19h :Maison, dîner, je fais que manger, c’est l’hiver, je suis énorme.

Lunes, 5 de septiembre, Buenos Aires.

9h :Toujours pas de nouvelles de Madrid. Je traîne sur la connexion, je n’arrive pas à me décider à aller jouer dans la rue, alors c’est décidé, je ne jouerai pas, je ne la courrai pas cette ville immense !

Ana Laura a repris du poil de la bête et a repris ses cours dans Buenos Aires, cours qu’elle avait interrompus pour sa convalescence.

14h :Retour d’Ana Laura, déjeuner.

15h :Marche dans le quartier, poste, glace. Je craque sur les talons verts dans la vitrine. Ça fait plus de six mois que je n’en ai pas chaussés. Et matériellement, c’est la seule chose qui me manquait.

20h :Finalement, Ana Laura me confie aussi son groupe de clowns débutants. J’adapte donc à nouveau mon atelier. L’expérience est encore différente, mais le fait que la rencontre soit unique la rend frustrante.

21h :Dernier dîner, valise, bye-bye Luçia et bonne nuit.

Mardi 06 septembre 2011

07h30 :Réveil avec Raphaël qui s’organise pour me récupérer à Valladolid pour la partie Portugal.

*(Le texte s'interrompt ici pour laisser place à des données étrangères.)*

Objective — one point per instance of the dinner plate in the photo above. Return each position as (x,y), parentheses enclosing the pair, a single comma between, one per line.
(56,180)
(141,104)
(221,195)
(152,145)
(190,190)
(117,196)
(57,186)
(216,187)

09h :Petit-déjeuner avec Ana Laura. Nous partageons notre dernier maté.

09h30 :Le taxi que m’a conseillé Javier est ponctuel et aimable. Bye-bye Ana Laura sur le trottoir de la rue Bolivia. On se reverra en France pour son prochain voyage.

10h30 :Aéroport de Buenos Aires (du déjà vu).

Enregistrement, on me propose 400€ pour retarder mon départ car le vol est surchargé. Je refuse, je suis prête à partir, et puis je veux m’habituer au décalage horaire au cas où mes ateliers en prison soient pour la fin de semaine.

12h50 :Décollage en direct, une caméra sur la queue de l’avion nous fait vivre ça en live. Je doute que tout le monde apprécie, maman n’aurait pas aimé.

Je ne dors pas, j’écris et je regarde d’une oreille un mauvais mélodrame qui nous est imposé.

On court après le jour qui se lève à peine s’est-il couché : direction Madrid.